Justice Scalia would famously hold up his vote in Texas v. Johnson–overturning a conviction for flag burning–where he reached a result he a result he certainly disagreed with as a matter of policy. As retold in The New Yorker:
Scalia tends to lampoon his enemies. A “ ‘living-Constitution’ judge,” he explained, is a “happy fellow who comes home at night to his wife and says, ‘The Constitution means exactly what I think it ought to mean!’ “ By contrast, Scalia said, he was sometimes forced by the rigors of originalist methodology to make decisions that lead to consequences he finds repugnant. He noted that in 1989 he voted to strike down the conviction of a man who had burned the American flag, on the ground that the First Amendment protected such symbolic acts. “Scalia did not like to vote that way,” he said, slipping into the third person, as he often does during comic riffs. “He does not like sandal-wearing bearded weirdos who go around burning flags. He is a very conservative fellow.” Although originalists are not supposed to care about the outcome, an originalist’s wife, evidently, might sometimes consider this a crock. Scalia went on, “I came down to breakfast the next morning, and my wife—she’s a very conservative woman—she was scrambling eggs and humming ‘It’s a Grand Old Flag.’ That’s a true story. I don’t need that! A living-Constitution judge never has to suffer that way.”
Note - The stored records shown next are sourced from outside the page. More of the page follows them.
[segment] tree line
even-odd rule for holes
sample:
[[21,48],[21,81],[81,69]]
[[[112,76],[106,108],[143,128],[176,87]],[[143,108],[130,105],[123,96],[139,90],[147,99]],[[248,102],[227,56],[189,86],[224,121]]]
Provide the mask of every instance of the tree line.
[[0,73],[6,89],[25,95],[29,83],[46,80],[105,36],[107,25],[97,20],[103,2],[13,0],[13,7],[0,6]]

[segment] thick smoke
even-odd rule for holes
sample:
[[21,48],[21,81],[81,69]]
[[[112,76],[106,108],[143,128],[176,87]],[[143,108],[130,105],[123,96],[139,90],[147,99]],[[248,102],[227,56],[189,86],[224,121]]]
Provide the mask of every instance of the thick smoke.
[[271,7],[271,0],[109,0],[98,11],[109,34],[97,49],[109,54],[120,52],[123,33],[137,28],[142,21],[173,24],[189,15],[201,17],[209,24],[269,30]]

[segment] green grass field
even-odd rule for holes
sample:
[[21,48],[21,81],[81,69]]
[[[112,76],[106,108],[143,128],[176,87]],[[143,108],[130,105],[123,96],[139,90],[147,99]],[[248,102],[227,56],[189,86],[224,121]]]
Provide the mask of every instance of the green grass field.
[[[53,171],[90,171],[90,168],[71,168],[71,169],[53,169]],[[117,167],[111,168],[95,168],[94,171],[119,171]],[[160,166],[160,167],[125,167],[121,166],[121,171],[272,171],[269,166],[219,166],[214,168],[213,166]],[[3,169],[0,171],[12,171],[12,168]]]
All of the Justices, and Justices-to-be, should be able to answer this question.
Sixth, in a comment that did not escape my attention, he thanked his “faith.” Though he has ruled on religious liberty in the context of Hobby Lobby, there have not been any abortion cases that crossed his docket.
I am so thankful tonight for my family, my friends and my faith. These are the things that keep me grounded at life’s peaks and have sustained me in its valleys.
To Louise, my incredible wife and companion of 20 years, my cherished daughters who are watching on TV, and all my family and friends, I cannot thank you enough for your love and for your prayers. I could not attempt this without you.
Fittingly, after the nomination was made, Father Scalia led everyone in a prayer.
Despite all the drama, it was a flawlessly-executed event.
Update: Justice Ginsburg, in recent remarks at Stanford, explained an instance where she ruled in a way she disagreed with: the death penalty.
Update: Justice O’Connor offered a similar admission in her dissent in Gonzales v. Raich:
If I were a California citizen, I would not have voted for the medical marijuana ballot initiative; if I were a California legislator I would not have supported the Compassionate Use Act. But whatever the wisdom of California’s experiment with medical marijuana, the federalism principles that have driven our Commerce Clause cases require that room for experiment be protected in this case. For these reasons I dissent.